Houses with trash outside at all times will receive an orange tag on their door about the problem, followed by a walk-by the next week to see if the problem has been corrected. An effort will be made to educate the offenders. Otherwise, 311 requests will be made, followed by citations.

Ms. Rudiak said while trash is a prime focus, there are other challenges in the South Side to be addressed.

Everyone is welcome to attend meetings, which are held the second Wednesday of the month.

The next meeting will be at 6 p.m. on April 12 at the Brashear Center, 2005 Sarah Street, in the Flats.

City Councilman Bruce Kraus said he has attended Oakwatch meetings for the past five years.

“It is a proven model with proven success,” he said.

Next, a Cobden St. resident said he and a partner plan to subdivide the parcel adjacent to his home and construct four townhouses. The plan is preliminary. The target market would be young professionals.
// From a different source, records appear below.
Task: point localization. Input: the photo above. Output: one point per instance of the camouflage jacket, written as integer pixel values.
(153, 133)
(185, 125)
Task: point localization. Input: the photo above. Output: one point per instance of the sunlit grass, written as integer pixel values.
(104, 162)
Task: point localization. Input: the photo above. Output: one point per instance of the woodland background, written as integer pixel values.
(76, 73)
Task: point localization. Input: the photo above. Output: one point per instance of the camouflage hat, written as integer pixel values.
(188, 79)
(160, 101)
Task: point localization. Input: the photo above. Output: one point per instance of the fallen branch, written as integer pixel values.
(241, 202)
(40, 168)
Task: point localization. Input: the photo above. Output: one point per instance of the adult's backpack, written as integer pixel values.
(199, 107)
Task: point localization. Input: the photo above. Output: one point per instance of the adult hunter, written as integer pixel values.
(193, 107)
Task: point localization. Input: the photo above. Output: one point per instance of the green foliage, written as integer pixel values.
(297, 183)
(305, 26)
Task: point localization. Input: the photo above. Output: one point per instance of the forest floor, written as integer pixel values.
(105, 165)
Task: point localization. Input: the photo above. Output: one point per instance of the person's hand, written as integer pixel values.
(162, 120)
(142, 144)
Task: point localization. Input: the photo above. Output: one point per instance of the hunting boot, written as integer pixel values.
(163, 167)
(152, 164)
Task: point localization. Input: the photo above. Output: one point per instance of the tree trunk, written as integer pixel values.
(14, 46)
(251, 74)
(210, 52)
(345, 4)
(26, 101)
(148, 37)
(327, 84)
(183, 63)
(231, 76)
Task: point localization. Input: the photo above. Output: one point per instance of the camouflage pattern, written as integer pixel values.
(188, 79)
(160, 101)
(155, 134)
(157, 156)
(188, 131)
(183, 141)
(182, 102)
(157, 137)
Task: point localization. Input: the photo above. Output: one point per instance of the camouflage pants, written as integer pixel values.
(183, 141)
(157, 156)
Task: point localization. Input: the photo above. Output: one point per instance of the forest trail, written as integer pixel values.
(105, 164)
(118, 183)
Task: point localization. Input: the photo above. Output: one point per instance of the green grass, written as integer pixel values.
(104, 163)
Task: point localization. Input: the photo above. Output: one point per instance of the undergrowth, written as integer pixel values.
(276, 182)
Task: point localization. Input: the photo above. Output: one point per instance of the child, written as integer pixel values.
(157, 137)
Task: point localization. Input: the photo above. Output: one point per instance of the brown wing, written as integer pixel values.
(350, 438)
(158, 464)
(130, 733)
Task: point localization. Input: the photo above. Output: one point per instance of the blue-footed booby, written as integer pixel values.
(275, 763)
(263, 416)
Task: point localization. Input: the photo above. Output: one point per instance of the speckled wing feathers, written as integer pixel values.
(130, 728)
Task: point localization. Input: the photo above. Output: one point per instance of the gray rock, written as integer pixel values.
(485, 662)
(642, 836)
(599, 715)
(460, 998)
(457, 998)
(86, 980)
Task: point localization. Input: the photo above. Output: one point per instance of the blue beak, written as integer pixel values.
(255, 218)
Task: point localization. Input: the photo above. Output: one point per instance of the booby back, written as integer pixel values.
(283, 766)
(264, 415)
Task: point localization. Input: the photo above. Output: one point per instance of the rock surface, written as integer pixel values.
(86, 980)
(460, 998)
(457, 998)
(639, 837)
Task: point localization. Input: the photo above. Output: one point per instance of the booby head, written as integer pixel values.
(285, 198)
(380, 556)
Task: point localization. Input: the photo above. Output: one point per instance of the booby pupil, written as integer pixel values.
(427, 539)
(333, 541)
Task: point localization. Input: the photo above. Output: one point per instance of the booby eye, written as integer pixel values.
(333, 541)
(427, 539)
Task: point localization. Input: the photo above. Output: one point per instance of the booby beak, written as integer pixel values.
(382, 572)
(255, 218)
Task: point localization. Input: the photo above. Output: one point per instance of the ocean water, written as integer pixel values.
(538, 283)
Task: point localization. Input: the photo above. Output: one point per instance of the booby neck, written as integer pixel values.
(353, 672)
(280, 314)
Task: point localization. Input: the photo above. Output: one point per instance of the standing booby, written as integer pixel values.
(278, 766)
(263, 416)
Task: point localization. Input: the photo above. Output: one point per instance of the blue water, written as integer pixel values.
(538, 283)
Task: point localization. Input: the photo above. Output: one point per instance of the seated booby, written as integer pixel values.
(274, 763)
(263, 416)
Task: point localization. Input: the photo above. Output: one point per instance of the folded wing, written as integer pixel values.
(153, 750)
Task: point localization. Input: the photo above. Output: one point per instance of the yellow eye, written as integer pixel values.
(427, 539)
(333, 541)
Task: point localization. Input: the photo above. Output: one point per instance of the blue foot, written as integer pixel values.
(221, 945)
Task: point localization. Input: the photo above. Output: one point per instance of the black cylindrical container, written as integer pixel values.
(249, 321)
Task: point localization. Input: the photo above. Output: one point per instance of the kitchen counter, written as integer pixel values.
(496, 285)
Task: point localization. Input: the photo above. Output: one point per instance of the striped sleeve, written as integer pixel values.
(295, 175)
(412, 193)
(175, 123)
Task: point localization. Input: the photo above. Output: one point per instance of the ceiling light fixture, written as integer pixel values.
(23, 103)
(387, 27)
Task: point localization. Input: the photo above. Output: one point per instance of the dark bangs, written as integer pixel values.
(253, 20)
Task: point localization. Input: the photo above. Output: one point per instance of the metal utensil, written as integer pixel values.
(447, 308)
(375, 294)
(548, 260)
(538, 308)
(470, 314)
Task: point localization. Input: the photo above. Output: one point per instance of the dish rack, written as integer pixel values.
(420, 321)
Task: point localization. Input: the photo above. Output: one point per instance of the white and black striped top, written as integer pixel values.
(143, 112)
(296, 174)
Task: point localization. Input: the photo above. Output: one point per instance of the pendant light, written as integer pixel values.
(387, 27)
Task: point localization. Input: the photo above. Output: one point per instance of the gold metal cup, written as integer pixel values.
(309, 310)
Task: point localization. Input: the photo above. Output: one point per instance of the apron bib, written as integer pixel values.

The location would be between Cobden and Wellington streets.

Variances must be obtained for lot size, setbacks, and use of attached single family dwellings in the R1D zoning district.

A Zoning Board of Adjustment hearing will be held on March 23 at City Planning, 200 Ross St.

A Wellington St. resident expressed concerns about parking and the width of the street. Regarding the latter, he said there will not be a turning radius as the street is too narrow.

“You’re going to have people on top of people,” he said of the parking problem.

The last speaker was a Newton St. resident who said there is no storm water management on the street.

“Newton St. is sliding,” he said. A consequence is the hillside is falling into his yard.

He said he was told by city officials that the city would stabilize the street. Instead, he received a violation notice to have a geo-technical survey done.

He called blaming residents for a city failing “a dangerous precedent.”

In the meantime, the road continues to crumble. He said he wants to work with the city to find a solution.

“Nothing has been done to stop this slide,” he said.